Some of the old traditions and rituals have come down to us, but some are on their way out. One of them is connected with the night before the day of St. Basil (1 January). Maria Boyanova explains:

“It is important to say that on New Year’s night, 31st December, a ritual begins which is called laduvane (it is also performed on other major feasts during the year – editorial note). The unmarried girls in the village would get together, and drop a ring, a bracelet or another item of jewellery into a container full of water.
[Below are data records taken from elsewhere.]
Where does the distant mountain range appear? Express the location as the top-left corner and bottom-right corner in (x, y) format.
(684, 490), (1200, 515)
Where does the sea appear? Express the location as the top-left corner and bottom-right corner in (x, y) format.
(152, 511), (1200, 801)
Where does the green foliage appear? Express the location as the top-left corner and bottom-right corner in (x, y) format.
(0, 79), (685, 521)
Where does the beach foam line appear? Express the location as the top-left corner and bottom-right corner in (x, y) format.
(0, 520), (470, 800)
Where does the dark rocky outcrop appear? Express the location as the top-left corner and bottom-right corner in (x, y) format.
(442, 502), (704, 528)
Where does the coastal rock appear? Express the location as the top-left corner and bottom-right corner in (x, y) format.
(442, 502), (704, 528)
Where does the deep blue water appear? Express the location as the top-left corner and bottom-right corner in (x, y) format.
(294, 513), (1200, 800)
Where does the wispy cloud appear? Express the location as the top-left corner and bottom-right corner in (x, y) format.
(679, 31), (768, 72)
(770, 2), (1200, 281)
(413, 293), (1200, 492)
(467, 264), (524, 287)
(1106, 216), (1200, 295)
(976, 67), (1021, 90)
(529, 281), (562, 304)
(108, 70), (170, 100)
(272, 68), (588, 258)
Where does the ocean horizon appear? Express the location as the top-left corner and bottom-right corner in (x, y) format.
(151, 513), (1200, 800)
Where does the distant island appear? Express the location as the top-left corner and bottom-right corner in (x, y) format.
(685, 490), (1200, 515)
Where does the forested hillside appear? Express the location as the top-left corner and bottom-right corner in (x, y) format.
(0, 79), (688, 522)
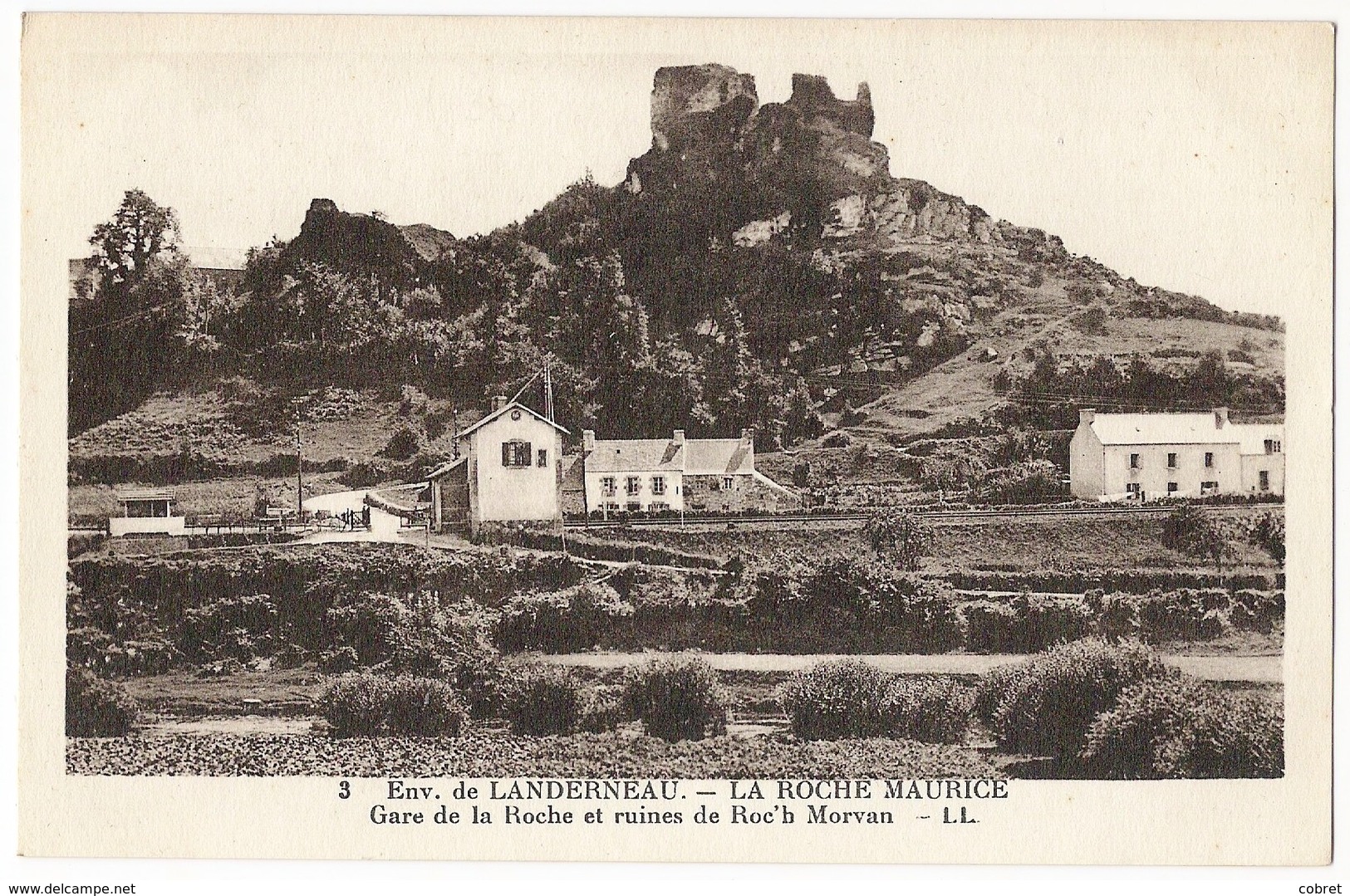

The receptacle would then be covered with a black piece of cloth and left overnight beneath a rose bush under the stars. 

On the morning of 1 January, a little girl would take the container of water – it had to be the last child born to the family – fish out the rings one by one and start making incantations – which girl would marry which boy.”

As the New Year set in, the survakari would start making the rounds of the village – wearing scary masks and making a loud noise as they clanged the bells they were carrying.

“In our day, because of the change of calendar, the survakari come on the night of 13 January – they are in fact one of the precautions the community takes to ward off evil forces,” Maria Boyanova explains and goes on:

“Interest has grown of late in going back to old customs, beliefs and practices. You can tell by the books that have been released on the subject lately, even though not all of them can be considered a reliable source.”

Whatever the traditions and practices of the past, the New Year is almost upon us, so let us wish one another health and good fortune to all people in the world, wherever they may be!